Stefan Wolle (born 22 October 1950) is a German historian.[1] A focus of his socio-historical research is on the German Democratic Republic (East Germany) which is where, before reunification, he lived and worked.[2]
Stefan Wolle was born in Halle. His father was a committed supporter of East Germany's recently constructed ruling party.[2] He attended school in Berlin and embarked on a traineeship in the book trade. After undertaking his military service he was enrolled at Berlin's Humboldt University to study historical sciences. However, in 1972 he was released from the university on account of his "intellectual arrogance".[1] However, he was subsequently permitted to return and pursue his studies at the Humboldt between 1973 and 1976.[3] He still had not become a member of the Socialist Unity Party ("Sozialistische Einheitspartei Deutschlands" / SED), and never would:[2] he spent the next thirteen years as an academic researcher, attached to the Central Historical Institute and the Institute for General History at the (East) German Academy of Sciences.[3]
Wolle received his doctorate in 1984 for work on Vladimir the Great of Kievan Rus', consciously selected as a non-ideological topic,[2] and reworked for publication as a book in 1993.[4] He came to wider prominence in the context of the Peaceful Revolution which was followed by German reunification, formally in October 1990.[2] During the second half of the 1980s he had been establishing contacts with underground opposition groups,[1] and after the wall was breached in November 1989 he was able to become a Round Table expert witness on Stasi files.[2] He was also a member of the "Normannenstraße Citizens Committee". He was tasked, together with,[5] with ensuring the preservation of files at the Stasi national centre in Normannenstraße as the Stasi operation itself was dissolved. During a period of rapid change, the occupation in January 1990 by concerned citizens (taking their cue from similar actions in Erfurt, Leipzig and Rostock) of the building housing the archives, thwarted a more extensive destruction of the evidence.
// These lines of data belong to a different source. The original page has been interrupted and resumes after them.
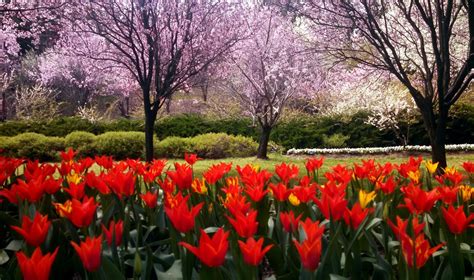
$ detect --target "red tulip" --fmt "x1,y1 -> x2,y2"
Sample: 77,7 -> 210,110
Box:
53,197 -> 97,228
102,220 -> 123,246
300,218 -> 325,242
236,164 -> 272,189
224,193 -> 251,216
16,247 -> 58,280
275,162 -> 299,185
305,157 -> 324,173
94,156 -> 114,169
178,228 -> 229,267
11,212 -> 51,247
400,184 -> 440,214
269,183 -> 290,202
165,195 -> 204,233
59,148 -> 77,162
85,172 -> 110,194
71,236 -> 102,272
401,233 -> 444,269
166,162 -> 193,190
142,159 -> 166,183
103,168 -> 135,199
12,177 -> 45,203
238,237 -> 273,266
280,211 -> 303,233
203,162 -> 232,185
64,182 -> 86,200
441,205 -> 474,234
244,185 -> 268,202
227,210 -> 258,238
344,202 -> 374,229
140,192 -> 158,209
43,177 -> 63,194
387,216 -> 425,240
436,186 -> 459,204
375,176 -> 397,194
314,193 -> 347,221
462,161 -> 474,173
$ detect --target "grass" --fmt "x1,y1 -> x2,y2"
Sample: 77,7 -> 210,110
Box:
168,153 -> 474,176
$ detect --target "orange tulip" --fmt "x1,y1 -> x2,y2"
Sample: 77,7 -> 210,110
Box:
102,220 -> 123,246
165,195 -> 204,233
275,162 -> 299,185
53,197 -> 97,228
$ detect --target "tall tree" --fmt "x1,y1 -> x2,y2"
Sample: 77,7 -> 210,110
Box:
65,0 -> 244,161
286,0 -> 474,168
227,6 -> 318,159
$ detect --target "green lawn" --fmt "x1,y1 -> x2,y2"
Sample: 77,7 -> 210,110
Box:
168,153 -> 474,176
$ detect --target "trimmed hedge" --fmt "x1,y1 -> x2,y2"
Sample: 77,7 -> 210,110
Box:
0,104 -> 474,151
0,131 -> 257,161
155,133 -> 258,159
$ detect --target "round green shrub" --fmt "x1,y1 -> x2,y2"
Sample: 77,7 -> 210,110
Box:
94,131 -> 145,160
64,131 -> 97,157
155,133 -> 258,159
155,136 -> 192,158
191,133 -> 258,158
9,132 -> 65,161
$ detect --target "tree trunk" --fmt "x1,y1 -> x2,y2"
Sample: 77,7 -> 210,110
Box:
430,109 -> 448,169
257,126 -> 272,159
421,108 -> 448,170
145,112 -> 156,162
In March 1990 Wolle and Mitter, using their access to the files, published a first edition of Stasi reports and instructions. 200,000 copies were printed within a few days[3] and by July 1990 250,000 had been produced.[2] The question of what to do with the Stasi archives had become pressing very quickly because of the extent and nature of government surveillance over citizens in East Germany between 1949 and 1989: in March 1990 a more structured approach to the archives began to emerge. Stefan Wolle served as a member of what became known as the Stasi Records Agency ("Bundesbeauftragter für die Stasi-Unterlagen" / BStU / "Gauck commission") between March 1990 and February 1991.[2]
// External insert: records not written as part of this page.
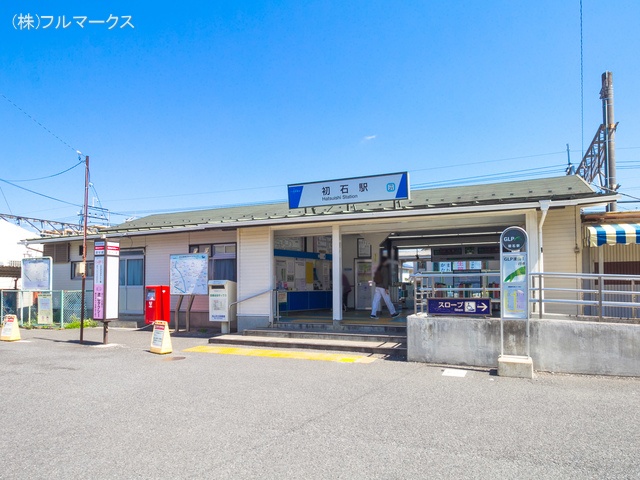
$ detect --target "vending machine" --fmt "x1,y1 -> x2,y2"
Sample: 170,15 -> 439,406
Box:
144,285 -> 171,325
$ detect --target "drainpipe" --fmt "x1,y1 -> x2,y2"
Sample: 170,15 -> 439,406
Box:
538,200 -> 551,315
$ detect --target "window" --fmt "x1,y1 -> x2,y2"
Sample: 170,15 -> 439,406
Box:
189,243 -> 237,282
71,262 -> 93,280
43,243 -> 71,263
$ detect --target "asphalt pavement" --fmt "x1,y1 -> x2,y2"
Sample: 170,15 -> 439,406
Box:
0,328 -> 640,479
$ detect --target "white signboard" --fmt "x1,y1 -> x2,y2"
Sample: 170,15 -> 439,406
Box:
169,253 -> 209,295
22,257 -> 52,291
288,172 -> 409,209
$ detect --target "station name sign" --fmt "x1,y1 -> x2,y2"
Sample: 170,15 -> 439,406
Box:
288,172 -> 409,209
In February[2] or March 1991 Wolle and Mitter were summarily dismissed from the Stasi Records Agency for "disloyalty". The dismissal came at the behest of Wolfgang Schäuble, at that time Interior Minister in the German government,[3] and followed a television interview in which Wolle had disclosed that the name of the last East German prime minister, Lothar de Maizière, had appeared in Stasi files listing informal Stasi collaborators.[6] (Schäuble's intervention appeared to have arisen because the disclosure about de Maizière directly contradicted public assurances previously given by Schäuble with respect to the matter.[6]) The dismissal had been implemented by Joachim Gauck, then head of the Stasi Records Agency. Writing later in a memoir, Gauck recalled his very deep regret over the affair: he had been given no choice, and had indeed tried to reinstate Wolle at a later date.[2]
Between 1991 and 1996 Wolle was engaged as an academic research assistant at the Humboldt University. Between 1996 and 1998 his work was funded by the German Research Foundation ("Deutsche Forschungsgemeinschaft" / DFG).[2] Between 1998 and 2000 he worked with the National Foundation for the Evaluation of the SED Dictatorship ("Bundesstiftung zur Aufarbeitung der SED-Diktatur").[3] Since 2002 he has worked with the Forschungsverbund SED-Staat (" SED [one-party-]state Research Association") at Berlin's Free University.[3]
Since 2005 Stefan Wolle has been director of academic research at the popular DDR Museum, which opened to the public in July 2006.[7]